Tamra turned her gun on Cliver. “You stupid son of a bitch! To think that I almost
married
you.”
“No,” Cliver said as he brought his own gun back up. “Tamra, it was an accident.”
“Which is what Ma always said about you,” Tamra retorted.
Bitsy was dead, but that didn’t mean Tamra had to get mean.
But she went on. “You know why Ma wanted me to cur out? Find a new man to marry?”
“Stop, Tamra,” he begged.
“Because she knew you were weak and nearly as stupid as Ruf, but at least Ruf could lift her.”
Anger surged through Cliver. To compare him to Ruf? No matter how much he wanted to rut with his sister, she’d gone too far.
“Maybe you told Ma you had to go out into the world to stop these folks, but I know you, Tamra,” Cliver hissed. “You always were an outsider.”
Fury sparked in her eyes as her finger tightened on the trigger.
Well, so did his. “At this range I can’t miss, Tamra. But you?”
“I wouldn’t be so sure about that.”
Cliver had been so worried about his sister that he’d missed Ruf approaching from the side. His brother came at him with his arms open wide. Cliver tried to get a shot off, but his gun was knocked out of his hand as Ruf gripped him in a bear hug. A breath-snatching, heart-stopping bear hug.
“Bad, Cliver, bad.”
* * *
Stacey watched as Cliver’s eyes bulged from their sockets and the veins on his forehead threatened to burst. Then a shotgun blast sounded as the back of Ruf’s head blew off, spraying the ceiling in gray matter.
“No!” Tamra screamed, raising her gun. But as Ruf’s body slid down, Cliver was in no better shape. His face was a mass of pellet tracks, red and angry. And his chin was simply gone. He too landed on the floor in a thud.
Had Cliver accidentally killed himself, or did he just want them both to go down?
Did it really matter? Stacey was left with the only sister still standing. Unfortunately, the bitch had a gun.
And what did Stacey have? Nothing except for the table standing over her that provided, at best, meager protection. Give Tamra a moment to regroup, and even that would be gone.
Just the table…
Reacting on instinct, Stacey put her hands up, lifted the table, and then charged toward Tamra. Dishes and glasses slid off, shattering on the floor, but Stacey didn’t stop. Bullets shattered the wood, sending splinters into her face, but still Stacey didn’t stop. Not until she ran full tilt into Tamra.
Only after Stacey slammed Tamra against the wall did she look over the top of the table. Tamra struggled to get her gun hand unpinned, but then stopped and grinned at Stacey.

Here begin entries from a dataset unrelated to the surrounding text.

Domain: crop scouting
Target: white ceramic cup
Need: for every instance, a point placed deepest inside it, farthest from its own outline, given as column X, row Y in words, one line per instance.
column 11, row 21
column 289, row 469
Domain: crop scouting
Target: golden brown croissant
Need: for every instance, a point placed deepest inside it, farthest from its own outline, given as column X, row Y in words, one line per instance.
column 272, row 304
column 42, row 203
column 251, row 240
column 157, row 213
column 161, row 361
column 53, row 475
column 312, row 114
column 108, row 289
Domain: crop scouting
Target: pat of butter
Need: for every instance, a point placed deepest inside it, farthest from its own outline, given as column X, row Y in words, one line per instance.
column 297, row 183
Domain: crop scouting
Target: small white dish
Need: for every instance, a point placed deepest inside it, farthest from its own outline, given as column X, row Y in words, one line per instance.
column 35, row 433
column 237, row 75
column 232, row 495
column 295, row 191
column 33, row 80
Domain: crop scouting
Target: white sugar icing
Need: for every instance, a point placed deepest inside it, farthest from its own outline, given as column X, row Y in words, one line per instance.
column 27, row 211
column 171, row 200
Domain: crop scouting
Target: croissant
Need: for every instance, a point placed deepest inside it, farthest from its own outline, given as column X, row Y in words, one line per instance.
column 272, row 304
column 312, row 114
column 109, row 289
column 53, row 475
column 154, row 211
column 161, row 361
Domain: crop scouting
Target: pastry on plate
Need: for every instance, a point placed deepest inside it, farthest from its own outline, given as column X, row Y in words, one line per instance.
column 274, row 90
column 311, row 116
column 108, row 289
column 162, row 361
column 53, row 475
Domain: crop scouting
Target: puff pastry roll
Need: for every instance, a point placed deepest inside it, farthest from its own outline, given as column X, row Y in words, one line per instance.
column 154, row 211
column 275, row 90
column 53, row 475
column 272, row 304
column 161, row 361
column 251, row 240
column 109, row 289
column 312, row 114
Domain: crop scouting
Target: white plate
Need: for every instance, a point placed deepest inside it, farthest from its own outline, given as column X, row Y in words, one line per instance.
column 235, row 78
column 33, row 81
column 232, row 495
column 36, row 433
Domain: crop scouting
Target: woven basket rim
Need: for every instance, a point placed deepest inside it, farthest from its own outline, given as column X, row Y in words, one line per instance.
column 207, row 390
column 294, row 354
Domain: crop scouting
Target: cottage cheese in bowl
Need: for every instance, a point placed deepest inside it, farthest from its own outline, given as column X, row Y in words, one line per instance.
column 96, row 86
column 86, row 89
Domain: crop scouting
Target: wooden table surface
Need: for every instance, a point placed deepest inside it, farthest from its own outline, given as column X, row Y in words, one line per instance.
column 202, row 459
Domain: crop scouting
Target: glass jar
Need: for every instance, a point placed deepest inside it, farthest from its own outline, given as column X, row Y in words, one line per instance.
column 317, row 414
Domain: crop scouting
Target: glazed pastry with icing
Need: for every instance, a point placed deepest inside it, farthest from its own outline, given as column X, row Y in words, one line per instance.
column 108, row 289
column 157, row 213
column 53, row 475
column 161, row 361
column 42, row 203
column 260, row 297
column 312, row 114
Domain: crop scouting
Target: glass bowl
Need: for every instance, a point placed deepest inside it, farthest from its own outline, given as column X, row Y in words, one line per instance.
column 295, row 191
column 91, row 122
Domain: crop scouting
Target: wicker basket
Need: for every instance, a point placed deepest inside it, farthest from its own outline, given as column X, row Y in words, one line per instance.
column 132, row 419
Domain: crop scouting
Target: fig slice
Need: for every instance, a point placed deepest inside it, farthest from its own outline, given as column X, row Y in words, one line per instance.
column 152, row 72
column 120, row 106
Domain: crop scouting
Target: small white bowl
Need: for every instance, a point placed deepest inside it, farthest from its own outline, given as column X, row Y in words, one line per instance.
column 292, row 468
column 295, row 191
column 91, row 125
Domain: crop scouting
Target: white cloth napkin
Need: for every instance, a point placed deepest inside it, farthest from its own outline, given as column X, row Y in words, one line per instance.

“Your sister tasted like rosemary and honey.”
Oh no! She
didn’t
just say that!…
Stacey smashed the wood even harder against Tamra, but her damn big boobs acted as a buffer—and even gave the bitch enough wiggle room to loosen her hand. The barrel of the gun slowly turned in Stacey’s direction.
Maybe she couldn’t push
in
any harder, but up? Up she could do. Stacey shoved the table upward, knocking the gun from Tamra’s hand. They both dove to get it as it clattered against the linoleum floor. Stacey realized that she would never get to it in time, so instead, she grabbed Tamra by the hair because it seemed like the bitch liked that.